'Mattress' investors missed rebound
by Anya Khalamayzer
April 10, 2011
Source: Investment News Online
If the financial downturn scared people into holding cash or other capital-preserving investments during the past few years, they should be aghast at seeing what they missed out on as the equity markets rebounded.
A recent revisiting of a 2009 study by the National Center for Policy Analysis showed that fearful investors who liquidated their equity holdings during the heart of the recent economic downturn would have been far better off staying in the market. Many investors felt the need to stash their money away in a bond fund, a money market account or under the mattress, so to speak, but this strategy precludes the opportunity to buy shares at low prices.
What's more, unless investors got back into the market by March 2009, when the S&P 500 posted its biggest 10-day gain since 1938, they probably locked in a loss.

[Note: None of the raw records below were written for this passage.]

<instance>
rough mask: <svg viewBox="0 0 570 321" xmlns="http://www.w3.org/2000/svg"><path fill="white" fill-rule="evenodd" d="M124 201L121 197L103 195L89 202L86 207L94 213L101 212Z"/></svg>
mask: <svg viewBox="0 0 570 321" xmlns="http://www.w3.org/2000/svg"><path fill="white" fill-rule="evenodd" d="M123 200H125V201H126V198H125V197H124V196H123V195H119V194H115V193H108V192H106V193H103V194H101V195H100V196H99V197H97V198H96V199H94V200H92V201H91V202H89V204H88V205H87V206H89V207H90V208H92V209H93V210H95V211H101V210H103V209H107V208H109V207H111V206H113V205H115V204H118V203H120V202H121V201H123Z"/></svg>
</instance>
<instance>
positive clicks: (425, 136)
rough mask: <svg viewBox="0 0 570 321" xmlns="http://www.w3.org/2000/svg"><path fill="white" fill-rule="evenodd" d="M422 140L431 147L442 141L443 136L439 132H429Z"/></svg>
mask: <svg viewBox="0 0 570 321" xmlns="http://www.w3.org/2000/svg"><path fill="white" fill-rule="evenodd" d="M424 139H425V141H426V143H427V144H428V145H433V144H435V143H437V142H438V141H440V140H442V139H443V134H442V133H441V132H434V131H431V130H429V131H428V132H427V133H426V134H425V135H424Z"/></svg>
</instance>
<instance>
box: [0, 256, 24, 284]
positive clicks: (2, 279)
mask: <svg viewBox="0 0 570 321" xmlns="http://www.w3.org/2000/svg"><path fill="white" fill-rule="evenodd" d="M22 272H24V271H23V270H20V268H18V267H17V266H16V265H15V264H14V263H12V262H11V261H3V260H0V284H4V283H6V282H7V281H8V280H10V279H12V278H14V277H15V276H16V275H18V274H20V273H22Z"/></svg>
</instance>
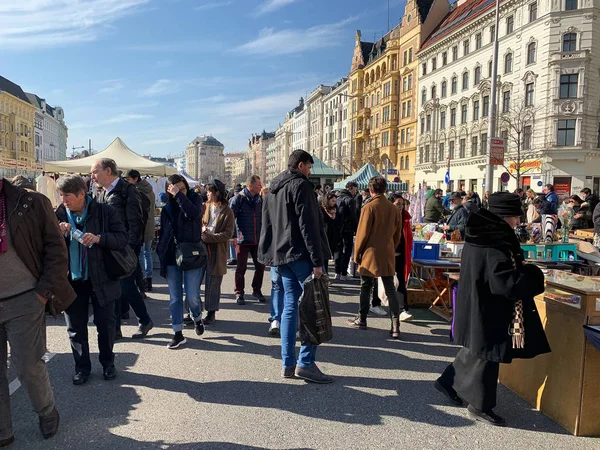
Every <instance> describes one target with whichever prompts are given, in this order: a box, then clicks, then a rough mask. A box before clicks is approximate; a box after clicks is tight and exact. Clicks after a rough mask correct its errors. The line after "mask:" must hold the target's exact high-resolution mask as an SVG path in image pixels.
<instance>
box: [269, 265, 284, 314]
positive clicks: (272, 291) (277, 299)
mask: <svg viewBox="0 0 600 450" xmlns="http://www.w3.org/2000/svg"><path fill="white" fill-rule="evenodd" d="M284 293H285V292H284V290H283V282H282V280H281V275H280V274H279V271H278V270H277V267H271V317H269V322H273V321H274V320H277V321H279V322H280V323H281V312H282V311H283V296H284Z"/></svg>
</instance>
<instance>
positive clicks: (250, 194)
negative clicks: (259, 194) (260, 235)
mask: <svg viewBox="0 0 600 450" xmlns="http://www.w3.org/2000/svg"><path fill="white" fill-rule="evenodd" d="M230 207H231V210H232V211H233V214H234V215H235V224H236V229H237V236H234V237H237V240H238V244H240V245H244V244H246V245H258V240H259V239H260V230H261V227H262V207H263V200H262V198H261V197H260V195H259V194H256V195H255V196H254V197H253V198H252V194H251V193H250V191H248V189H247V188H244V190H243V191H242V192H240V194H239V195H236V196H235V197H233V199H232V200H231V204H230Z"/></svg>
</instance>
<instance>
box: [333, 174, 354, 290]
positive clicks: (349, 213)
mask: <svg viewBox="0 0 600 450" xmlns="http://www.w3.org/2000/svg"><path fill="white" fill-rule="evenodd" d="M357 192H358V184H356V183H355V182H354V181H348V183H346V189H342V190H341V191H340V196H339V197H338V199H337V208H338V211H337V214H339V215H340V217H341V219H340V220H341V223H342V233H341V235H340V240H339V243H338V246H337V249H336V251H335V255H334V259H335V275H334V276H333V278H334V279H338V280H341V281H344V280H346V279H347V276H348V264H349V263H350V258H351V257H352V247H353V245H354V233H356V228H357V227H358V218H359V215H358V208H357V201H356V193H357Z"/></svg>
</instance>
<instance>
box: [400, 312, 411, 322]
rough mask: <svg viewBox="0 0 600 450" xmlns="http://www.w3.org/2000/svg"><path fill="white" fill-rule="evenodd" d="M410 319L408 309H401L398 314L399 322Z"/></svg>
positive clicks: (409, 313) (408, 320)
mask: <svg viewBox="0 0 600 450" xmlns="http://www.w3.org/2000/svg"><path fill="white" fill-rule="evenodd" d="M411 320H412V314H411V313H409V312H408V311H402V314H400V322H410V321H411Z"/></svg>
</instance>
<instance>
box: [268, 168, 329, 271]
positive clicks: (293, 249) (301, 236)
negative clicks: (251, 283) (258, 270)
mask: <svg viewBox="0 0 600 450" xmlns="http://www.w3.org/2000/svg"><path fill="white" fill-rule="evenodd" d="M313 189H314V188H313V185H312V183H311V182H310V181H308V178H306V177H305V176H304V175H302V174H301V173H300V172H298V171H297V170H287V171H285V172H283V173H281V174H280V175H278V176H277V177H276V178H275V179H274V180H273V182H272V183H271V187H270V188H269V195H267V197H266V199H265V203H264V205H263V216H262V224H263V226H262V230H261V234H260V241H259V246H258V259H259V261H260V262H261V263H263V264H265V265H267V266H281V265H284V264H288V263H290V262H294V261H299V260H301V259H305V260H310V261H311V263H312V264H313V267H323V263H324V256H323V255H324V253H323V242H324V241H325V240H326V239H327V236H326V235H325V230H324V229H323V227H322V226H320V225H321V224H322V222H321V220H320V213H319V208H318V206H317V200H316V199H315V195H314V193H313Z"/></svg>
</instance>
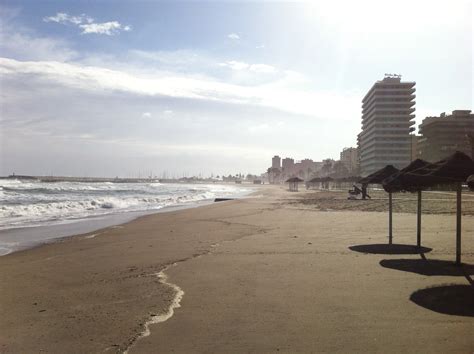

A stock index fund outperformed all alternatives even during the tumult, as the Dow Jones Industrial Average gained 77% between March 2009 and this past January.
The updated report also examined what $100 monthly 401(k) deposits made between Dec. 1, 2008, and Dec. 31, 2010, would have yielded.
A non-tax-deferred contribution into a traditional money market fund would have returned 0.71% after-tax for a $21 gain; a contribution into a tax-deferred-bond fund would have returned 5.39%, or $140; and a tax-deferred contribution to an S&P 500 fund would have returned nearly 26%, or $783.
“Panic stock selling is a normal reaction by investors when markets turn jittery, but it can cost investors thousands of retirement dollars,” said Pam Villarreal, a senior policy analyst at the NCPA. “If investors do sell, even if it's to stash their cash under the mattress, the sooner they return to stocks, the more money they will have for retirement.”